Huff was able to manage the small motel for blacks, which was profitable enough for him to build a second one down San Jose Boulevard. Huff also opened up a grocery store, which he claims in the interview was the first African-American operated grocery store.
When desegregation became a requirement, Huff said he struggled to stay afloat. Many of the other hotels offered more amenities such as swimming pools and restaurants. His second motel, which still had a loan on it, was sold to another buyer, he said. But it didn't keep him down.
"I lost it," he said. "But it was all right because it was good for Negros to have better accommodations. They could stop anywhere they wanted to when the laws had passed."
It was a statement that prompted some chuckles from the board of the Carlsbad Municipal School District.
According Bernita Smith-Payne, her father, Emmitt Smith (then the principal of Washington Carver, a black school) asked the board to offer funding for the spring commencement for the senior graduating class for the school.
There was just one problem: Jimmy Lloyd Thomas was the only student graduating that year.
"The board laughed and asked 'don't you have just one student,'" she said. "My father told them he still was on track to graduate and needed to have a service."
So the board decided to allow Thomas to spend half a day at Carlsbad High and joined Carlsbad High School, at this time housed at P.R. Leyva, for the year's graduation ceremony, Smith-Payne said.
Thomas' inclusion happened a couple of years before the landmark Supreme Court case, Brown v. Board of Education in 1954, and paved the way for desegregation in the Carlsbad public school system. Since his graduation, Carlsbad was able to integrate smoothly, with little opposition. However, other communities did not embrace the change. Smith-Payne said other areas, such as Hobbs, suffered cross-burnings and protests similar to those that some Southern states experienced. Luckily, she said it never happened in this area.

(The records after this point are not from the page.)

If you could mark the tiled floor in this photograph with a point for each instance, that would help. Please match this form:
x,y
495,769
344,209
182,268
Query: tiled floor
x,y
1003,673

"You're always going to see people who don't want to change," she said. "But it never got to the point of violence here."
Local historian Jed Howard of the Southeastern New Mexico Historical Society said he came across a newspaper article where the black band playing at the old Crawford Hotel was egged, but it seem like the only documentation of some sort of retaliation over desegregation.
Smith, who began working in Carlsbad in 1946, is often credited as a significant historical figure. He became the first black school administrator for the district.
"He was one of these people who love the community," Smith-Payne said. "He was involved in a whole bunch of things."
But Smith-Payne said desegregation was a joint effort from the entire community.